No one likes paying for health insurance, but we know it takes only one health issue to wipe out a family’s financial resources. Welcome to the new business requirement for cyber insurance.

Cyberattacks continue to soar, and a report commissioned by insurance provider Hiscox and conducted by Forrester Consulting found that 20% of firms say a cyberattack threatened their solvency.

However, it can be difficult to obtain cyber insurance thanks to the requirement to implement multi-factor authentication (MFA) for all applications and APIs. Modern identity platforms (e.g., IDaaS solutions like Microsoft Azure AD and Okta) support MFA only for cloud-based applications that support modern security protocols (SAML and OIDC/OAuth). This means they don’t enable MFA for critical “self-hosted” applications like on-premises Oracle (JD Edwards, PeopleSoft, E-Business Suite, etc.) and SAP; the homegrown line-of-business (LOB) apps you use to run your business; and the open source tools most developers use.

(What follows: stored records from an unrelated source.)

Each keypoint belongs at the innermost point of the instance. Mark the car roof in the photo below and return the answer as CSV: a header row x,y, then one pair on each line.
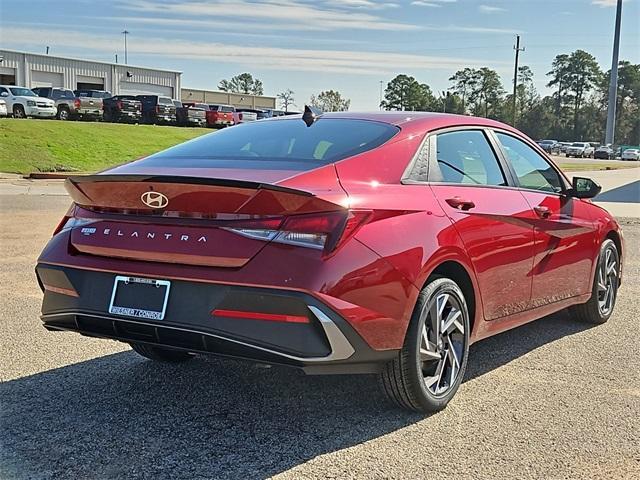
x,y
421,120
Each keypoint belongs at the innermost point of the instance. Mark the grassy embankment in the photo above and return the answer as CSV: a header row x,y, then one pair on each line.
x,y
55,146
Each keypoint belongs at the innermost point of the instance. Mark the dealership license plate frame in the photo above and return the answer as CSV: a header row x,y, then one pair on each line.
x,y
134,311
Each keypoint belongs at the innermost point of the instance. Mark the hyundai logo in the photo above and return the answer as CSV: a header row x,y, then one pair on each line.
x,y
154,199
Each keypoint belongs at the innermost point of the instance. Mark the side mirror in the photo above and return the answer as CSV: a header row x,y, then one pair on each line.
x,y
583,188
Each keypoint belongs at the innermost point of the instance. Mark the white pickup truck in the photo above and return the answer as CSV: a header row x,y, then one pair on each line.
x,y
22,103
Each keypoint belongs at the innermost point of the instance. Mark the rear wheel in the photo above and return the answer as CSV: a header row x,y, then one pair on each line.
x,y
160,354
431,365
605,287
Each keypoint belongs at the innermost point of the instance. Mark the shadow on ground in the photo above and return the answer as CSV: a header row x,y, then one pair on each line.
x,y
629,193
121,416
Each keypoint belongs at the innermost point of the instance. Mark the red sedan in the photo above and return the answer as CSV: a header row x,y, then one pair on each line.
x,y
341,243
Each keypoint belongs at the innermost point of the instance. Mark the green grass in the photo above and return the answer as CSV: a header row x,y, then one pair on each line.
x,y
55,146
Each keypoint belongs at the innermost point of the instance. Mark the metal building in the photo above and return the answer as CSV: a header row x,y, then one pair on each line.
x,y
35,70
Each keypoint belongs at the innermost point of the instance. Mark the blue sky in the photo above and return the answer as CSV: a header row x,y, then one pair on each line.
x,y
309,46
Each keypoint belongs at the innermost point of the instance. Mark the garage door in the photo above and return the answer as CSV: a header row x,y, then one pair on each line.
x,y
46,79
134,88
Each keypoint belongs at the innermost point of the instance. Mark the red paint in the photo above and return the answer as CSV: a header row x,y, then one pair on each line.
x,y
527,253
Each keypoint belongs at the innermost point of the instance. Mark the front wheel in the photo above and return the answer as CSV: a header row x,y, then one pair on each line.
x,y
431,365
605,287
160,354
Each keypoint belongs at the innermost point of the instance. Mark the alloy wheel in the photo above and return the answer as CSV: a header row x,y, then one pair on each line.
x,y
607,280
442,344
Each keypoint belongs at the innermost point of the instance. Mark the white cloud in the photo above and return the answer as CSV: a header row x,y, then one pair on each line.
x,y
282,59
431,3
491,9
304,16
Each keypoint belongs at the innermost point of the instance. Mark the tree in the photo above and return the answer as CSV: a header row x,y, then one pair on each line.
x,y
406,93
464,82
243,83
286,99
330,101
576,74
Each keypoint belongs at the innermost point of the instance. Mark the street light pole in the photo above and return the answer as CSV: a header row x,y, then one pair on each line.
x,y
515,77
125,33
613,82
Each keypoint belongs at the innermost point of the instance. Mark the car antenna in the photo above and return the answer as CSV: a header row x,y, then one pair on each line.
x,y
310,115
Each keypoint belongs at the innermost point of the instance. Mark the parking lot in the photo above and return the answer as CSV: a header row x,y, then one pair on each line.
x,y
552,399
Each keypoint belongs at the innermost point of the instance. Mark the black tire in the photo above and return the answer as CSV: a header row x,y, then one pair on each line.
x,y
599,308
160,354
408,380
63,113
18,111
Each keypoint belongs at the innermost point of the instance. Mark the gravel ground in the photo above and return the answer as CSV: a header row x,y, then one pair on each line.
x,y
552,399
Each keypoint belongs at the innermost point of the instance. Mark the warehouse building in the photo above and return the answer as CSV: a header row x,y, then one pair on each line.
x,y
226,98
33,70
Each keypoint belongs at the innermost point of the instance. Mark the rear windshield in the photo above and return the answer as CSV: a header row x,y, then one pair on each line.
x,y
280,144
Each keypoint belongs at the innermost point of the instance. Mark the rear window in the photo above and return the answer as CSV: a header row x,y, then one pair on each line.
x,y
281,144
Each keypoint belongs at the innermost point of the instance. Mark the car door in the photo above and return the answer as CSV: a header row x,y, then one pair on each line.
x,y
492,218
565,244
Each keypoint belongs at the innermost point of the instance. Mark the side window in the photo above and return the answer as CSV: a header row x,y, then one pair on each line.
x,y
532,170
466,157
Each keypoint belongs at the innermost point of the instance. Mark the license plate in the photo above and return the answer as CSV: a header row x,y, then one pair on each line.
x,y
139,297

So if you need cyber insurance, and you need it now, what is the fastest and most cost-effective path to connecting all your self-hosted apps to your identity platform and enabling MFA? To find the answer, ask these 6 questions of your IT team.

1. What’s the scope of our MFA challenge?

The greater the number of self-hosted apps your company relies on, the longer and more arduous the MFA journey will be if you take the wrong approach. Only a thorough audit of all the applications accessed by your employees can tell you which are self-hosted, which can be replaced with modern equivalents, how long such replacements would take, and what the impact would be on users and customers. Now that you know the number of self-hosted apps that must be connected to your identity platform to enable MFA, you can look at the options and assess the costs, time requirements and level of complexity.

2. Isn’t using our existing development team to code the connections the fastest and cheapest alternative?

Maybe, but probably not. Coding a connection between just one application and the identity platform can take months of effort, distracting the dev team from strategic projects. The team will need to acquire and learn to use an SDK, learn about modern SSO protocols (OIDC/SAML), and go through a typical dev-test-debug-production lifecycle. And the cycle starts again for each new app. Each connection also needs to be maintained forever as platforms and protocols are updated and the needs of the business evolve.

3. If we do this ourselves, do we have enough security expertise?

This can be a tricky question to get answered. Cloud security expertise is hard to come by, and even if your company has a strong cloud security team, their knowledge doesn’t typically flow to developers, who may have no experience at all with cloud-based security protocols and can therefore code vulnerabilities into the connections.

4. Why can’t we hire a third-party consultant or system integrator to implement MFA?

You can. IT just needs to keep the following in mind. This is the most expensive approach you can take. Turnaround time needs to be negotiated, and the faster the turnaround, the more expensive the project. And you won’t be paying just for the implementation. There’s also ongoing maintenance costs – with no end in sight.

5. Is there a one-time hardware purchase that would do the job?

Yes. Legacy gateways are available to connect self-hosted apps to modern identity platforms. However, you’ll need input from your infrastructure team on the costs, for both the hardware, which can be significant, and the integration project. IT also needs to consider the impact of such an approach on overall network and application performance.

6. Isn’t this a common step in every cloud journey? Isn’t there a cloud-native service for this?

Yes. New cloud-native services are available that can connect applications to identity platforms and manage the connections over time. Look for a no-code, SDK-free approach that’s easy to deploy and use. A proof of concept should be fast and simple to implement, and configuring each new application should require only a few mouse clicks. Maintaining the connection between applications and the identity platform should also be automatic to eliminate any concern about product updates or changing business requirements. Make sure the solution works across your environment, including with other cloud-native technologies, such as containerization and Kubernetes. And ensure the service was built with the security-first approach.

#Cyberinsurance providers wants to be sure that the company is proactively managing their #cybersecurity risk and one of the requirements is to implement multi-factor authentication (MFA) for all applications and APIs. #respectdata

When it comes to health insurance, no matter how much you spend on it, you still want to take responsibility for your own health. Prevention is always better than remediation. The same is true with cyber insurance. You’re implementing MFA to protect the financial health of your business and your reputation, but remember, MFA isn’t a panacea for all cyber vulnerabilities. It’s just one important step – a necessary one for cyber insurance – in your comprehensive approach to cybersecurity.